A spokesman for Popular declined to comment for this story. A Santander spokeswoman also declined to comment when asked about the potential impact of legal claims against Popular.
Roughly €780 million of Popular's subordinated debt was erased in the resolution process, and between €400 million and €450 million of that was held by individual retail investors who are likely to allege mis-selling and seek compensation in court, CreditSights President John Raymond said in an interview at the London conference. He pointed out, however, that Santander has likely reserved for it, and that in the worst case it will be no more than €450 million.

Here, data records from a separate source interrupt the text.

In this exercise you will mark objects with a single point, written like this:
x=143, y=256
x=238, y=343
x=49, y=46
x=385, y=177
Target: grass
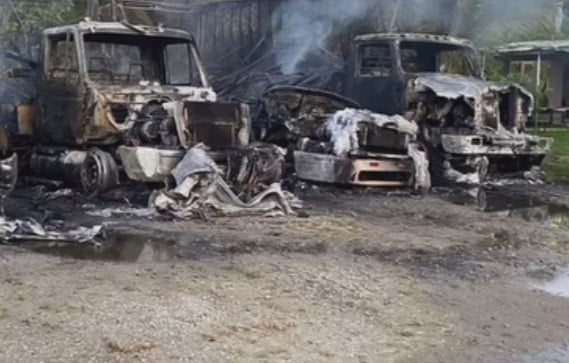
x=557, y=164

Kinmonth said he also expected a legal risk from retail investors holding Popular's Tier 2 debt, with claims potentially related to legal contracts or mis-selling. The process, he said, could be long and drawn out such as in the case of Royal Bank of Scotland Group Plc, which has just settled claims from its 2008 cash call.
Santander also faces the prospect of further shareholder suits, with law firms Fonfría Abogados and Durán & Durán Abogados also having filed complaints, and others holding information sessions for Popular investors.
Shareholders who bought shares on the open market would not be able to make claims, but others — those, for example, who bought shares in the bank's €2.5 billion rights issue in 2016 — may be entitled to do so if they were not fully informed about potential risks, said Carlos Baos, a lawyer at law firm White & Baos. Santander is taking over Popular's liabilities so would potentially be on the hook, he said in an interview.
Jordi Ruiz de Villa, a lawyer at law firm Jausas, likened Popular's case to that of Bankia SA, another Spanish bank that was the subject of multiple investor lawsuits following its ill-fated IPO in 2011 and subsequent EU-backed rescue the following year. De Villa has been involved in lawsuits against Bankia.
Because the Popular sale was decided in a matter of hours and investors had not been informed of the process, they might have a case on the grounds of not being treated fairly, he said in an interview.
There is no suggestion that investors were misinformed about potential risks, were treated unfairly, or were mis-sold securities.
A limited impact
Bankia's former top management and advisers have been named as defendants in a fraud trial, and Ruiz Ojeda, the lawyer for the association of minority shareholders, said he did not expect the same repercussions against Popular regarding its 2016 capital increase because it was not the same situation as the former's IPO. The Popular issuance was done "to more consistent standards," he said.
Furthermore, Santander's scale could protect it against the fallout. Kinmonth stressed that any legal costs would be minor, given its size and diversification. Santander, which has major operations in Brazil and the U.K., has total assets of €1.4 trillion, compared to Popular's €147 billion.